Ekantor.pl Falubaz Zielona Góra na własnym torze pokonał w zaległym meczu IV rundy ekipę Włókniarza Vitroszlif CrossFit Częstochowa 53:37. Po zawodach przedstawiciele obu ekip zgodnie stwierdzili, że potencjał i wyniki gości są dużo lepsze niż zakładano przed sezonem. Włókniarz stać było na więcej, ale kontuzji uległ Andreas Jonsson.
Po zawodach powiedzieli:
Lech Kędziora (trener Włókniarza Vitroszlif CrossFit Częstochowa): – Przykry wypadek z Jonssonem popsuł nam szyki. Na tak ciężkim terenie to myślę, że wynik jest dobry. Chciałem pogratulować Markowi Cieślakowi za fantastyczną walkę i bezpieczny tor do walki.
Leon Madsen (Włókniarz Vitroszlif CrossFit Częstochowa): – Przyjechaliśmy tu wygrać, ale kontuzja Andreasa Jonssona pokrzyżowała nam plany. Mamy nadzieję, że niedługo do nas wróci. Teraz skupiamy się na niezwykle trudnym meczu w Rybniku.
Marek Cieślak (trener Ekantor.pl Falubazu Zielona Góra): – Włókniarz nie jest łatwą drużyną, jak eksperci przed sezonem przewidywali. Leon Madsen i Rune Holta imponowali szybkością na naszym torze. Mieliśmy dwóch debiutantów w drużynie. Jacob Thorssell w mojej opinii pojechał bardzo dobre zawody. Mateusz Tonder zdobył swój pierwszy punkt. Musi popracować jeszcze nad startami i będzie to dobry zawodnik. Jestem zadowolony z wygranej.
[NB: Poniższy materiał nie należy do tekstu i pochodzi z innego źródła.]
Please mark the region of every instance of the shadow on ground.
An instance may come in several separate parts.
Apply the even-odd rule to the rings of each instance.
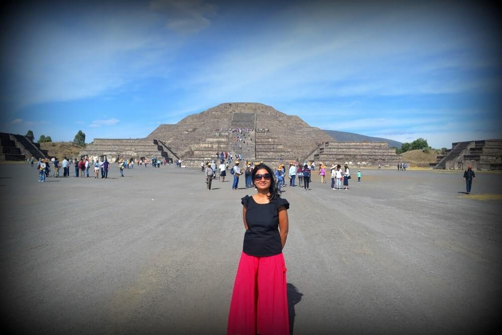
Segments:
[[[289,314],[289,333],[293,333],[293,328],[295,326],[295,305],[300,302],[303,294],[298,291],[296,286],[291,283],[288,283],[286,285],[288,294],[288,314]]]

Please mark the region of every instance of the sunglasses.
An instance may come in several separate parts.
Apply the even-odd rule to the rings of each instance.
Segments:
[[[261,180],[262,178],[265,178],[266,180],[270,180],[270,173],[264,173],[264,174],[256,174],[255,175],[255,180]]]

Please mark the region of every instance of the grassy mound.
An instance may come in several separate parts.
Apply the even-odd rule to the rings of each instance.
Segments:
[[[47,150],[49,156],[59,159],[65,157],[80,157],[80,150],[83,149],[73,142],[43,142],[40,143],[40,148]]]
[[[411,166],[429,167],[430,163],[436,162],[436,156],[439,154],[435,150],[432,150],[428,153],[422,150],[410,150],[403,153],[403,161],[407,162]]]

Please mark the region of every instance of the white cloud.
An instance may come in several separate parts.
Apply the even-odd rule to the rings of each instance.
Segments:
[[[89,125],[91,127],[101,127],[101,126],[113,126],[120,122],[118,119],[114,118],[109,119],[107,120],[94,120]]]
[[[200,0],[154,0],[150,8],[164,14],[166,27],[179,33],[195,33],[207,27],[216,13],[214,5]]]

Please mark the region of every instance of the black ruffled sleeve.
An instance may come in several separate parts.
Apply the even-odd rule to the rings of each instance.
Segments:
[[[282,198],[279,198],[276,200],[276,206],[277,207],[277,209],[279,209],[279,207],[281,206],[284,206],[286,207],[286,209],[289,209],[289,202],[286,199],[283,199]]]
[[[246,195],[245,197],[244,197],[243,198],[242,198],[240,199],[240,203],[241,204],[242,204],[242,205],[244,206],[244,207],[246,207],[246,208],[247,208],[247,203],[249,202],[249,195]]]

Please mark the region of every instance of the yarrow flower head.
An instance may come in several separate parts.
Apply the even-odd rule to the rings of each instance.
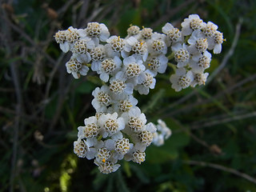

Cieszę się, że Jarosław Hampel zdobył najwięcej punktów w drużynie.
Jarosław Hampel (Ekantor.pl Falubaz Zielona Góra): – Spotkanie , które kontrowaliśmy od samego początku. Brak Andreasa Jonssona zmienił moc zespołu z Częstochowy. To jest dobry zespół, złożony z dobrych zawodników. Nie da się wygrywać wszystkich wyścigów, więc też trochę powalczyliśmy.